Dave Pelz, Mickelson’s short-game coach, said he and Mickelson had already begun discussions about preparing for the British Open and that a trip to Royal Liverpool Golf Club as early as next week wasn’t out of the question. Pelz said Mickelson is a good candidate to rebound quickly.

“None of us are perfect,” he said. “It won’t affect him down to the core.”

Smith said he’d spoken twice with Mickelson since Sunday night and that Mickelson was still as disappointed as anyone could imagine.

“It’s just so challenging in his mind that he would lose the U.S. Open on the last hole,” Smith said.
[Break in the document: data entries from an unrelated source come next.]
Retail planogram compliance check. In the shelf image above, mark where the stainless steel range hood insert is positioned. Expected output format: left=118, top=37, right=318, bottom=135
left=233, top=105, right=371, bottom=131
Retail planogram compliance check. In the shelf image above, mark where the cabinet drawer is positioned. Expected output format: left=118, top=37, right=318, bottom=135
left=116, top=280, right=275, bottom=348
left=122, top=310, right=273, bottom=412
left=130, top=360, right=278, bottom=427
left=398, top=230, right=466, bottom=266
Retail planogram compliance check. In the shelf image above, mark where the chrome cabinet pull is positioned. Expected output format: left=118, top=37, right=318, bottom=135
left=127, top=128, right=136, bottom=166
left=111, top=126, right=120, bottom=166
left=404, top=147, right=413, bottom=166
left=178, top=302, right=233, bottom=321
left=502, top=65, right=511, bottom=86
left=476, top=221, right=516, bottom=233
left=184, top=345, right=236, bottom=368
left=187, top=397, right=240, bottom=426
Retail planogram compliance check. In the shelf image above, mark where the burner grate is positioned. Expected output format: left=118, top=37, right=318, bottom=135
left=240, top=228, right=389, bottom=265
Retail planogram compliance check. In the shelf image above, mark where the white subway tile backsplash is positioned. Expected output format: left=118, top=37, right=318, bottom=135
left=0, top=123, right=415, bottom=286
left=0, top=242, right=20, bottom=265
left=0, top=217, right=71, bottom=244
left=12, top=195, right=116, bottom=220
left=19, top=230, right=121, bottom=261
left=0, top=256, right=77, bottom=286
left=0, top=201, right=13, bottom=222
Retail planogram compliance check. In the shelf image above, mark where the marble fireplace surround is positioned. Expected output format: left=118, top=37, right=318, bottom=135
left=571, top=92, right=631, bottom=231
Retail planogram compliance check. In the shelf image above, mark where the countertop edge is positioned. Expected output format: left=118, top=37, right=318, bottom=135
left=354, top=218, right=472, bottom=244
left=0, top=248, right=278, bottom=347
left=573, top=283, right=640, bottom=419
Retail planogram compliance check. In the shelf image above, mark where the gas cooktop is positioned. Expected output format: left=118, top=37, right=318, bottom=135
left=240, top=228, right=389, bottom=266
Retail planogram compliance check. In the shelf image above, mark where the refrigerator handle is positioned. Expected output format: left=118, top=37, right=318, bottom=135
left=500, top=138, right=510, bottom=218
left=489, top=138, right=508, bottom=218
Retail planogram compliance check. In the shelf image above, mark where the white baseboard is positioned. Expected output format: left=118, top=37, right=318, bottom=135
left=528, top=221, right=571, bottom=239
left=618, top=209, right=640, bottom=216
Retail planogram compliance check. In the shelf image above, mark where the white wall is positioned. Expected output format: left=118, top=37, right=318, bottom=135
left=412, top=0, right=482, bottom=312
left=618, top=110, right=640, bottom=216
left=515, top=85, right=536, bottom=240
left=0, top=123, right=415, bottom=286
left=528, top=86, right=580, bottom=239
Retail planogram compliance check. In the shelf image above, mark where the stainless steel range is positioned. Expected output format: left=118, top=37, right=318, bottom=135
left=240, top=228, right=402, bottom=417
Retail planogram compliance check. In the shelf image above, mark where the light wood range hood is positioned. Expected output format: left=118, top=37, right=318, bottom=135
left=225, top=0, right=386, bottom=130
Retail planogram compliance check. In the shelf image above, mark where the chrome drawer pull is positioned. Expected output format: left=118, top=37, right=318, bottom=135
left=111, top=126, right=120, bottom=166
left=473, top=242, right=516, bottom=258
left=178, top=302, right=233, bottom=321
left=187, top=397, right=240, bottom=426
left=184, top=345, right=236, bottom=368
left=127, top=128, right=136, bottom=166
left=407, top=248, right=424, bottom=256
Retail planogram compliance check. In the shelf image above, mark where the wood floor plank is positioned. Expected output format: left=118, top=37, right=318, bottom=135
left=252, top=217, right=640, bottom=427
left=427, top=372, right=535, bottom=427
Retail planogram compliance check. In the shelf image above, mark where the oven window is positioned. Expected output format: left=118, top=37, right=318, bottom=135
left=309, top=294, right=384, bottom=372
But that is what happened. Mickelson had a one-shot lead when he pulled a driver from his bag and hit the ball 30 yards off-line to the left, off a hospitality tent. Then he tried to hit a slice around a tree and the ball struck the tree squarely instead. His third shot plugged into a greenside bunker, his fourth rolled across the green and down a slope against the fringe, his fifth was a chip shot past the hole and his sixth was a putt that rolled in.

Instead of a fairway, Mickelson hit a tent, a tree and a bunker. Instead of a third consecutive major title, Mickelson wound up tied for second with Jim Furyk and Colin Montgomerie, and Australian Geoff Ogilvy’s first major championship trophy dropped in his lap.

Since then, the incident has widely been referred to as Mickelson’s major meltdown and has become fair game for comedians.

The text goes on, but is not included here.